The Ant Mill traffic pattern not only facilitates the generation of adverse scenarios in networks based on random graphs but also establishes a general criterion for consistently achieving comparable outcomes in other types of networks such as Dragonfly [24], Slimfly [5], and Projective networks [13]. All these networks employ low-diameter direct topologies designed to interconnect a substantial number of servers.

The paper is organized as follows: In Sect. 2, essential technical background on graphs and networks is provided. Section 3 reviews some adversarial traffic patterns for self-containment. Section 4 defines the Ant Mill traffic pattern, which, as will be described, is based on a Hamiltonian cycle embedded in the topology of the interconnection network. Section 5 explains the construction of the Hamiltonian cycle.
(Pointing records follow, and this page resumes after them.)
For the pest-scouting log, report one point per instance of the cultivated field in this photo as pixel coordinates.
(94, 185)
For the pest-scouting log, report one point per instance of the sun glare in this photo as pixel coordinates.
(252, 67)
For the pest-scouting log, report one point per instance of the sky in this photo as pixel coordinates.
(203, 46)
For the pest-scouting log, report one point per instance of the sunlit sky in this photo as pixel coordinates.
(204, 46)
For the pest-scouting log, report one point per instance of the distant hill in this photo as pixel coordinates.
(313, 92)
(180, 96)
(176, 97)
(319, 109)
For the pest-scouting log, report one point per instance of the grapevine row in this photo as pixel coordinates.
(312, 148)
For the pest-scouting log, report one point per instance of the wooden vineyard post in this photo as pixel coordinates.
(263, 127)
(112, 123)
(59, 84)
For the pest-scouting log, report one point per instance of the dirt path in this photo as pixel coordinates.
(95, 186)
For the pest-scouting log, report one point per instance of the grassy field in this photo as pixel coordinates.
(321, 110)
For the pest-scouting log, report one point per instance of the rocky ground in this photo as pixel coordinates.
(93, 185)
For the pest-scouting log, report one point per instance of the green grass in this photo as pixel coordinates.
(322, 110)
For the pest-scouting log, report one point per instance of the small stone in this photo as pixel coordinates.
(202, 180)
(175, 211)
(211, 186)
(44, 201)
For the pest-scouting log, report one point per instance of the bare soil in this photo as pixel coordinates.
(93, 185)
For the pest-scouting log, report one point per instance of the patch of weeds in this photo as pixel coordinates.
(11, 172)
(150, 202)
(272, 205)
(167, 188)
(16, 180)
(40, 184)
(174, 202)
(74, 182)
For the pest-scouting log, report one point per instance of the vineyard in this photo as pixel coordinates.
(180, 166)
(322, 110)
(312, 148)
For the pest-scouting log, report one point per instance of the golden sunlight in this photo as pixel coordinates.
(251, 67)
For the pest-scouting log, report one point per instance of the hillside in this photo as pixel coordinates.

Section 6 discusses the results of the experimentation. Finally, in Sect. 7, a brief discussion concludes the paper.

2 Background

In this section, we establish some concepts necessary for the development of the rest of the paper. First, a network comprises servers that are attached to switches, which are interconnected. The associated topology dictates this interconnection. The topology is mathematically modeled by a graph G(VE), where the set of vertices V represents the switches and the set of edges E represents the links connecting any pair of switches. We will assume that each switch has the same radix (number of ports), which is split into the servers connected to it and its adjacent switches. The number of adjacent switches defines the degree d of the associated graph. The routing mechanism determines the path that is used to communicate any pair of servers.

The distance between two switches \(x_i\) and \(x_j\) is the distance in the graph, written \(D(x_i, x_j)\), and defined as the number of edges in a minimum path between them. The radius and diameter of the graph are, respectively, the minimum and maximum values of the eccentricity, which is the longest distance from a switch to any other switch. The diameter of a graph G is written as D(G), and its average distance is represented by \(\bar{D}\).

There are various topologies employed in computer systems, each exhibiting distinct distance properties. Simple topologies like meshes and tori have diameters that increase with their size. Specifically, adding a new row to a mesh increases the diameter by 1. While tori are still utilized in some supercomputers [2], there is a prevailing trend aimed at reducing the cost and latency of modern systems by minimizing the diameter. Low-diameter topologies are structured to accommodate an increasing number of servers by augmenting the degree rather than the diameter. In practice, the router radix can be predetermined to establish the maximum size to which the system can expand. In some instances, routers can be replaced with others featuring a greater radix, although this process more closely resembles network migration than a simple upgrade. The least practicable diameter, which is 2, has garnered attention with several proposals available in the literature, see for example [5, 9, 13, 22, 38]. For diameter 3, the Dragonfly topology is notable, famously employed in the Frontier Supercomputer [4]. Practicable instances of Fat-Trees and Random Regular Graphs (RRGs) are also low-diameter networks.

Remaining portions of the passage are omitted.